Failure to Initiate CPR for a Full Code Resident
Penalty
Summary
The deficiency involves the facility’s failure to initiate CPR for a resident who was documented as Full Code. Facility policy required staff to provide emergency basic life support, including CPR, to any resident needing such care, in accordance with physician orders and the resident’s advance directives. The resident was admitted with diagnoses including COPD, unspecified dementia, chronic kidney disease, and bilateral below-knee amputations, and had a physician’s order and care plan indicating Full Code status, with interventions to communicate the resident’s choice and provide CPR. On the morning of the incident, a nurse aide reported that the resident was not doing well, with an open mouth and no verbal response. An LPN assessed the resident around that time and documented normal vital signs, then returned to charting. Later, staff observed changes in the resident’s condition, including being cold and not breathing. A medication technician assessed the resident as cold and stiff and told staff the resident was dead. The aide asked whether CPR should be started, and the medication technician responded that nothing could be done. The LPN and RN did not know the resident’s code status at that moment and relied on the medication technician’s assessment instead of immediately verifying the code status and initiating CPR. The RN subsequently assessed the resident, found no heart rate or breath sounds, and confirmed that no one in the room performed CPR. Staff interviews revealed that the RN and LPN deferred to the medication technician, who also worked outside the facility as a deputy coroner, and that this influenced the decision not to initiate CPR despite the resident’s Full Code status.
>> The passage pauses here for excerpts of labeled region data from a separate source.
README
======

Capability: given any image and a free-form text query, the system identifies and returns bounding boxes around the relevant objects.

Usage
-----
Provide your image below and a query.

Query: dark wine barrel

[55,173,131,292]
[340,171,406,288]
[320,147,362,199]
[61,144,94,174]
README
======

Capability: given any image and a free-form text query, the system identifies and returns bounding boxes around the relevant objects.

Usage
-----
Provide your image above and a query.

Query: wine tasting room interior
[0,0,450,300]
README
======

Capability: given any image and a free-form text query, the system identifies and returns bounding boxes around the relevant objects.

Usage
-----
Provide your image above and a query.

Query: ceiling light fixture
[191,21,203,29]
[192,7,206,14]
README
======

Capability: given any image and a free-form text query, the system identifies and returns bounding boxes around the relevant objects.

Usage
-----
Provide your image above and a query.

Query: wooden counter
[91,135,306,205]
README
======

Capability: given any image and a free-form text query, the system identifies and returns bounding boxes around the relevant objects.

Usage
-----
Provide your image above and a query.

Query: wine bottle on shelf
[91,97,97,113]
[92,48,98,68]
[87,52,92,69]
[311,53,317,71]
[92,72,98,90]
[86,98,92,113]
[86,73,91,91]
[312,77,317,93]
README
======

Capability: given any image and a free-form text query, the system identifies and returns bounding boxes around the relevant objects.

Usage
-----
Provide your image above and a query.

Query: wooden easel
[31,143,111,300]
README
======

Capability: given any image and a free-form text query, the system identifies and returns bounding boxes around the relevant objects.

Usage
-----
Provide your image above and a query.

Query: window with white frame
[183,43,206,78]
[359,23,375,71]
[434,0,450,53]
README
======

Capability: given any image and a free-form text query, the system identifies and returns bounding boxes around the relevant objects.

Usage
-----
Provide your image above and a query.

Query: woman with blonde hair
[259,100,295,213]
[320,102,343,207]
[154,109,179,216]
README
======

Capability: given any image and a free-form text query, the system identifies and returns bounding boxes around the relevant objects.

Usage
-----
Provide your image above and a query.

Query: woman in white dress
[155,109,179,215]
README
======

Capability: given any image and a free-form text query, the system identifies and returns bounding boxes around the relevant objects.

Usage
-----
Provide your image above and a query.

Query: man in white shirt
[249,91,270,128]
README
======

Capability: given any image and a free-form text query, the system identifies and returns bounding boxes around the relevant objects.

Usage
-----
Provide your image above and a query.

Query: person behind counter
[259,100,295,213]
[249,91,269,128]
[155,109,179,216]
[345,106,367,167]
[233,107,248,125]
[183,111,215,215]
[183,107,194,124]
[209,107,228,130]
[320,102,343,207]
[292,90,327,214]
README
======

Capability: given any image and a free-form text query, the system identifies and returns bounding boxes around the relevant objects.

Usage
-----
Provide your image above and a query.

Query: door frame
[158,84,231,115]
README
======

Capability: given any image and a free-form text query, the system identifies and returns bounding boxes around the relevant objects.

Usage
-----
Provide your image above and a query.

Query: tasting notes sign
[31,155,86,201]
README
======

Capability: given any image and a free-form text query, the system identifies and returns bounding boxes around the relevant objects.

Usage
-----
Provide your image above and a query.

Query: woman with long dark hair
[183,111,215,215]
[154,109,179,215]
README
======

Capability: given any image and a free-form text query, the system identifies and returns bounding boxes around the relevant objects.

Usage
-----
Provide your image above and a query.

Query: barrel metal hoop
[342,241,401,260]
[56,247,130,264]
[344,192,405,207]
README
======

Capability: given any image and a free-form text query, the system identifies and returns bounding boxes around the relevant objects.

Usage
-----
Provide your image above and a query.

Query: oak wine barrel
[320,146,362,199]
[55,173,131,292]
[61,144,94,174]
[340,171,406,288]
The resident’s daughter reported being informed by phone that her mother’s eyes were glazed and then shortly afterward that she was deceased, and stated that no CPR was given and that she overheard staff discussing not knowing the code status as the reason CPR was not performed. The medical director, regional nurse, interim DON, administrator, and county coroner all confirmed in interviews that staff did not follow the CPR protocol and that CPR should have been performed for a Full Code resident.